Write-offs: why it can pay to check cover details . . . and car history
The manner in which vehicles are written off depends on whether you are claiming under your own policy or are pursuing recovery from the party whom you blame for the accident.
The financial outcome will be different, depending on which category you fall into.
In the context of a claim under your own policy, when you first arranged the cover, you were probably asked what value you put on the vehicle.
That 'sum insured' may be invoked as the limit that your insurer will pay.
However, it is not an 'agreed value' that automatically becomes payable to compensate you for your loss.
You may wish to enquire from your insurer whether you are paying too much premium by having an inflated 'sum insured' that will never be of any benefit to you.
However, any premium rebate is likely to be minimal because so little of the cost of motor insurance relates to the value of policyholder's own vehicle (See Irish Independent Motoring Supplement September 5, 2018 - 'Revealed: where every cent of your vehicle's insurance premium goes').
The starting point for vehicle damage claims is the pre-accident value (PAV).
This is basically the market price.
That can be influenced by individual features such as low or high mileage and by any extras fitted to the vehicle.
Under the standard motor policy, the PAV is all your own insurer will pay out if your vehicle is written off.
If you are claiming against a third party who was responsible for the damage, you may also be entitled to the cost of car hire for the period of repair and depreciation to reflect the fact that crash damage reduces the value of your vehicle.
Obviously, not all vehicles are repairable.
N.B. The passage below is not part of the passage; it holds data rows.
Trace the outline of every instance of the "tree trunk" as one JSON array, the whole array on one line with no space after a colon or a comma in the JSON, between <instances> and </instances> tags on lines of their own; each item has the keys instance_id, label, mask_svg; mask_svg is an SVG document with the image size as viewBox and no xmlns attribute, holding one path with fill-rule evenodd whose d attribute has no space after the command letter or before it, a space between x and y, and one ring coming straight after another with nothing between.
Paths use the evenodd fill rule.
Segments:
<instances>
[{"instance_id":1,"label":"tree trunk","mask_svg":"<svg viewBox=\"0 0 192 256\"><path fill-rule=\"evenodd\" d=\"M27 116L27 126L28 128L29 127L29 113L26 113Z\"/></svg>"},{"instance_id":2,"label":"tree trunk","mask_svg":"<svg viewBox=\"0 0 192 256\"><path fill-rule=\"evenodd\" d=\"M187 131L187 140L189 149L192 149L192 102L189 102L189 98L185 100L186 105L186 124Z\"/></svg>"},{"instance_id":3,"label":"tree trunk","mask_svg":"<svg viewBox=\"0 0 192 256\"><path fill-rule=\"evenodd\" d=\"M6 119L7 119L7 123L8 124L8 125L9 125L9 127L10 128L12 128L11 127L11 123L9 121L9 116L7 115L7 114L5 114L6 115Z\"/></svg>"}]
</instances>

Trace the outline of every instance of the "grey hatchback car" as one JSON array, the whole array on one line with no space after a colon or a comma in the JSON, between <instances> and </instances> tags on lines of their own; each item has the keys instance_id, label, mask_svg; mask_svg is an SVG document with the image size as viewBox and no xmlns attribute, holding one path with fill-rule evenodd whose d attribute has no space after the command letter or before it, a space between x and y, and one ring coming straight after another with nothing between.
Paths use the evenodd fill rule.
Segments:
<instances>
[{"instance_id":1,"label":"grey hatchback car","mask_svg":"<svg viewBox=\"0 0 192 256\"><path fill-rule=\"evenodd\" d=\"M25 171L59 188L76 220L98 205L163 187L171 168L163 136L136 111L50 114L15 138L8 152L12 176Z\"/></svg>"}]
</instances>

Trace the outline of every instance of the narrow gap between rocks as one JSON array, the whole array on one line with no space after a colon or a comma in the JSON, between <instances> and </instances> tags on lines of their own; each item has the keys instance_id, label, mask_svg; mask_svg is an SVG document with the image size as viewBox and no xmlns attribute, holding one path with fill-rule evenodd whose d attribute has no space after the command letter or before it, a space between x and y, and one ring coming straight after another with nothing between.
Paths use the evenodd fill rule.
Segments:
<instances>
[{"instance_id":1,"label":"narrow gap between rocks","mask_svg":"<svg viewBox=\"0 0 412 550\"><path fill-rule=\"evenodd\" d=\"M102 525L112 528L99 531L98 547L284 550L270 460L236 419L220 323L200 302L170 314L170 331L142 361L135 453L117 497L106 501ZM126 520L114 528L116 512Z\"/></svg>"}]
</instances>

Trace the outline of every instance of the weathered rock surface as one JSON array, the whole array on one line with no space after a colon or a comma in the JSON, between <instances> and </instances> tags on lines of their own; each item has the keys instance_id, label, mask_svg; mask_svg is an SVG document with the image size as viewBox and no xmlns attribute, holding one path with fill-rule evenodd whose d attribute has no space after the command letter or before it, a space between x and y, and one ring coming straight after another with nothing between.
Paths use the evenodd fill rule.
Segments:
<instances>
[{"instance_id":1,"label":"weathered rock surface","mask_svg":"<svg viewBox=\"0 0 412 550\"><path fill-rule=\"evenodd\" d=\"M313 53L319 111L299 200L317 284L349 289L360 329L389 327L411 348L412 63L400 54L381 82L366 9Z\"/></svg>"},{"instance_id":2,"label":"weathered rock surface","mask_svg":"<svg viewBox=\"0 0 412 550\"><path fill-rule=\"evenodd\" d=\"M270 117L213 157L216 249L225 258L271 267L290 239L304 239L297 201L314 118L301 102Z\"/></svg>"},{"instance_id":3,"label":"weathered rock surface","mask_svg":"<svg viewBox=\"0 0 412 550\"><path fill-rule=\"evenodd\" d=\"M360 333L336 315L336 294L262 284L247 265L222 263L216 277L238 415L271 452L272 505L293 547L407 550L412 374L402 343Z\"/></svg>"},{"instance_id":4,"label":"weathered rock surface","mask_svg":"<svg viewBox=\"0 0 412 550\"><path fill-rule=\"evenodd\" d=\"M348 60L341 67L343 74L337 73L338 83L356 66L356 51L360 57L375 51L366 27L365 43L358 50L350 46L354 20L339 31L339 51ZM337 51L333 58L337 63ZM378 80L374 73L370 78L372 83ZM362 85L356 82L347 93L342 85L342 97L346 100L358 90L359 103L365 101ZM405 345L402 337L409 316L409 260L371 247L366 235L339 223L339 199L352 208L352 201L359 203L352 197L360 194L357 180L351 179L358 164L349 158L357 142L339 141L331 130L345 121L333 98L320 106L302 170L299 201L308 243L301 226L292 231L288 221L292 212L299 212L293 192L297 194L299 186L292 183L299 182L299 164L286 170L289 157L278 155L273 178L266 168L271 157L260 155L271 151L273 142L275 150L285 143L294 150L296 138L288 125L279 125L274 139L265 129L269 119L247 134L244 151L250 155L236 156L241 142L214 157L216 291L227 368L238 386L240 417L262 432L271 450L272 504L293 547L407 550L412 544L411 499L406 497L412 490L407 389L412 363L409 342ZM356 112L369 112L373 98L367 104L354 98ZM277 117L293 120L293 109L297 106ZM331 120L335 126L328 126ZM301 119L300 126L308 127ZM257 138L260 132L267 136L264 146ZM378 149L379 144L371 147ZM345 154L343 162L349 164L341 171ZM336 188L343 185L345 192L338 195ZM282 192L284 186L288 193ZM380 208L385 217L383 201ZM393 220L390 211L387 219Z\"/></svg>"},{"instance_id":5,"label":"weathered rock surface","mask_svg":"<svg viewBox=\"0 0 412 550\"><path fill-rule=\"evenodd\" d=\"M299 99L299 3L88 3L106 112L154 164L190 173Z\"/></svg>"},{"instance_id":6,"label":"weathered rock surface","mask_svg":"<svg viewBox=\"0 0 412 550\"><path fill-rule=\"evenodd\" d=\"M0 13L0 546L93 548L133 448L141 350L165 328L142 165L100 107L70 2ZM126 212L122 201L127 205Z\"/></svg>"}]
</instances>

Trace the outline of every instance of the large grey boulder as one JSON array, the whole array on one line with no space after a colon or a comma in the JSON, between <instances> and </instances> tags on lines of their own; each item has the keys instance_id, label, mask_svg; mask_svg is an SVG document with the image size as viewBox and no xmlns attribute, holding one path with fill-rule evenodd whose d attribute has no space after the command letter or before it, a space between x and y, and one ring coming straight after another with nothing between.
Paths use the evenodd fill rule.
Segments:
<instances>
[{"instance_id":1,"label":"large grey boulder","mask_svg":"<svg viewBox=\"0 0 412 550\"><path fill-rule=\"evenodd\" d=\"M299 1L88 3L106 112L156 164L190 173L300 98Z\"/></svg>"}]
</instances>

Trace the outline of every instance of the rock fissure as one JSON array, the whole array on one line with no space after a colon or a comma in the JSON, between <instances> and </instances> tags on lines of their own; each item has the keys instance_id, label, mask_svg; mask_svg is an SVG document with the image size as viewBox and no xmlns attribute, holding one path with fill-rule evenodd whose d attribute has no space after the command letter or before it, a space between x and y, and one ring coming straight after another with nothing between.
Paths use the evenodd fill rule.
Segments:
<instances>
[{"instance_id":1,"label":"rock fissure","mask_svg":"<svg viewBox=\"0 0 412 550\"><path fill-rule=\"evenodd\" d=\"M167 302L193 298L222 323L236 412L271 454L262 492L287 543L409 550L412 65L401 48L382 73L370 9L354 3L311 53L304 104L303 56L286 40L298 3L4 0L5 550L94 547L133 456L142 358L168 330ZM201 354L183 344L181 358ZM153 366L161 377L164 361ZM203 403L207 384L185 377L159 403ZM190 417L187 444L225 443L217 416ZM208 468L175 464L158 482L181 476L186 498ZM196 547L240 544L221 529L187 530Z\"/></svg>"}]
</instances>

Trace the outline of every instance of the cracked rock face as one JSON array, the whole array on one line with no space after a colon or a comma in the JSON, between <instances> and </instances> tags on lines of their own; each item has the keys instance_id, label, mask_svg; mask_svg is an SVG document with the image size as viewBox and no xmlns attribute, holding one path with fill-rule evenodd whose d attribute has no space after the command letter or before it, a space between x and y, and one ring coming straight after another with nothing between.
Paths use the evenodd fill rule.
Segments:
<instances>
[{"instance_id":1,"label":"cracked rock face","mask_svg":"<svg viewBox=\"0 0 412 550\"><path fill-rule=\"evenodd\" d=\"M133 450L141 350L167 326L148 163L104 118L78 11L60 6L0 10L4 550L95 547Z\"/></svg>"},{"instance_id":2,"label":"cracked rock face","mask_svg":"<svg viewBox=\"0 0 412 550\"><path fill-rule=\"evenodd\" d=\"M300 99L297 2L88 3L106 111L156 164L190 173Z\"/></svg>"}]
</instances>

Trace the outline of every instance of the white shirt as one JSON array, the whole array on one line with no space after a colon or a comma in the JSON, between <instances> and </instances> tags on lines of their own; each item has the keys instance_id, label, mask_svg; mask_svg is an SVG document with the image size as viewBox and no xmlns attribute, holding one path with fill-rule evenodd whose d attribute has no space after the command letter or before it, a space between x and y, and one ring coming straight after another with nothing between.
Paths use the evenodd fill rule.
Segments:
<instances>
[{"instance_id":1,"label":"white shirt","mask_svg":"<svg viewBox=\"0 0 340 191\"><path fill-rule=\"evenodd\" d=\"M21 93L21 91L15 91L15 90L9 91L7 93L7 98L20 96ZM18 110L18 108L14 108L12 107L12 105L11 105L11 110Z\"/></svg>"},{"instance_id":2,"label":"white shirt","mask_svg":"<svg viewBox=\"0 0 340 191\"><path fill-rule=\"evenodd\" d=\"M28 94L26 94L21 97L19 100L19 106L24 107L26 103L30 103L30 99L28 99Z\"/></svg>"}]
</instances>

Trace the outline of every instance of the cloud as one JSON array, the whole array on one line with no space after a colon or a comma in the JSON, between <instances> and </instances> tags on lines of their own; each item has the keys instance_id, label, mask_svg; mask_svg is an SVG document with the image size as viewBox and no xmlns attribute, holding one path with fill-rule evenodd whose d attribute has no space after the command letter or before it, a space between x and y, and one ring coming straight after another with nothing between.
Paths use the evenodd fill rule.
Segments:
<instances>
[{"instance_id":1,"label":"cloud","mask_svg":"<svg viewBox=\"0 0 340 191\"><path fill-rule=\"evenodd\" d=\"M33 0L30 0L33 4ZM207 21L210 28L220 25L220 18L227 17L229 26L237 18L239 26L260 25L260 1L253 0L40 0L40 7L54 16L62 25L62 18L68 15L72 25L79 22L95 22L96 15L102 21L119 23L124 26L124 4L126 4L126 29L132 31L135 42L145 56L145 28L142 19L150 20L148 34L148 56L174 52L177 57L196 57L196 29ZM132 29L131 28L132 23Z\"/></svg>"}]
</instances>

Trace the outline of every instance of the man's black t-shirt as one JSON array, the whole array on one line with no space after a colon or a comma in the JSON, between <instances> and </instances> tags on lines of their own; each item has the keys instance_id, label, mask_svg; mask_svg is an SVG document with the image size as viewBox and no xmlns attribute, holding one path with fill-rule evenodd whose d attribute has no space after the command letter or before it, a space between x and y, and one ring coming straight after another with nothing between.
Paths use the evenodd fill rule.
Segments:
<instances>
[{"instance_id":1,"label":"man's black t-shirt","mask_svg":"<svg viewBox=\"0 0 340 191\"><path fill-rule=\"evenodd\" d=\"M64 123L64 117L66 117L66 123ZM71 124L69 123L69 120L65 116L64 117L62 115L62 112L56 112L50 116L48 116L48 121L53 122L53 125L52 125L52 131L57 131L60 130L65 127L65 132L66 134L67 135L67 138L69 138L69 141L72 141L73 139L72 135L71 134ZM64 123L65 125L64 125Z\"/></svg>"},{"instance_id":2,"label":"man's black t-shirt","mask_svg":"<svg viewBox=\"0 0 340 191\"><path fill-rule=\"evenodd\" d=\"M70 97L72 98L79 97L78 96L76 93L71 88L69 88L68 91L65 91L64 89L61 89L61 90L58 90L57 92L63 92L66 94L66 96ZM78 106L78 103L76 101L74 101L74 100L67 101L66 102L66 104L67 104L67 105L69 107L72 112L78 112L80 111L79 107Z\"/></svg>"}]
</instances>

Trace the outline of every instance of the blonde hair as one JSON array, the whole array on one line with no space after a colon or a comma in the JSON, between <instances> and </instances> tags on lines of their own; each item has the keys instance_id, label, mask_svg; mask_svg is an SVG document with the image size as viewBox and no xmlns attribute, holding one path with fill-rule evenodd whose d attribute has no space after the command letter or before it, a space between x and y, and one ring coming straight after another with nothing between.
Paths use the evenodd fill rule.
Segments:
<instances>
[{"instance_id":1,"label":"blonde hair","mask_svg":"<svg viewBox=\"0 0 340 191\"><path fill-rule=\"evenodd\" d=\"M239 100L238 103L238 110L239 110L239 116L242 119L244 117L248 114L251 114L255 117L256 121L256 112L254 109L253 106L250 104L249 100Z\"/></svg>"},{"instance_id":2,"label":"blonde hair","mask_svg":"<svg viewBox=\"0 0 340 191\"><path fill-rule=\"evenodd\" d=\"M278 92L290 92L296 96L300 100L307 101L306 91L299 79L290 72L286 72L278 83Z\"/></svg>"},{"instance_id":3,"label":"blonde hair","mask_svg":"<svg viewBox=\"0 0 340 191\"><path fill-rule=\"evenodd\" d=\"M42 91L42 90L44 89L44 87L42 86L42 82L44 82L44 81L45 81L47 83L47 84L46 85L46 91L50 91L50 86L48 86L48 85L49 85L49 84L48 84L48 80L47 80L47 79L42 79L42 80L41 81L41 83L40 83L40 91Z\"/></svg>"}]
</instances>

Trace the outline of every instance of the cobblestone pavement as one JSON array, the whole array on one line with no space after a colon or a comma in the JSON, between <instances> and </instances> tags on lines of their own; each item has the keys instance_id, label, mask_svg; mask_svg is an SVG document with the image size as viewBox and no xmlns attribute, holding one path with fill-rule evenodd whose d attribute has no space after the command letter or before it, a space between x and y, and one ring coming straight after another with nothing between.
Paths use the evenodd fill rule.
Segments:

If a crash caused structural damage to the extent that it is impossible to repair it safely, or there are only some usable spare' parts left, then the vehicle must be destroyed by an authorised treatment facility.
Years ago, some of those dangerous vehicles were returned to the road.
Theoretically, that should not happen now.
Insurers are obliged to register these end of life vehicles with the Department of Transport on the National Vehicle and Driver Files.
If we regard these as destroyed vehicles, then your own insurer will pay the PAV.
And if you are claiming against the insurer of a third party, you will also be entitled to a short period of car rental to allow you time to find a replacement vehicle.
But vehicles which are not entirely destroyed can also be written off by insurers on economic grounds.
No matter how fond you are of your car, it all comes down to the figures.
While it may be technically possible to undertake a safe repair, the cost of that work may exceed the PAV, which is all your insurer will pay, so the vehicle becomes an economic write-off.
This is even more likely if you are claiming against the third party's insurer because they will also factor in the cost of car hire and the depreciation to which you would be entitled.
That can regularly occur where parts for unusual or imported vehicles might take some time to source, which would result in a long period of car rental.
In that situation, it can be cheaper for the third party's insurer to pay you the PAV plus a short period of car hire.
A vehicle written off on that basis can be repairable salvage, although certification by an engineer is likely to be required before it can be insured again.
Aside from the claims perspective, when you are buying a vehicle, it always advisable to verify that it has not been written off previously, particularly if it is an import.
You can check out the car for a fee on some of the better known car-history websites.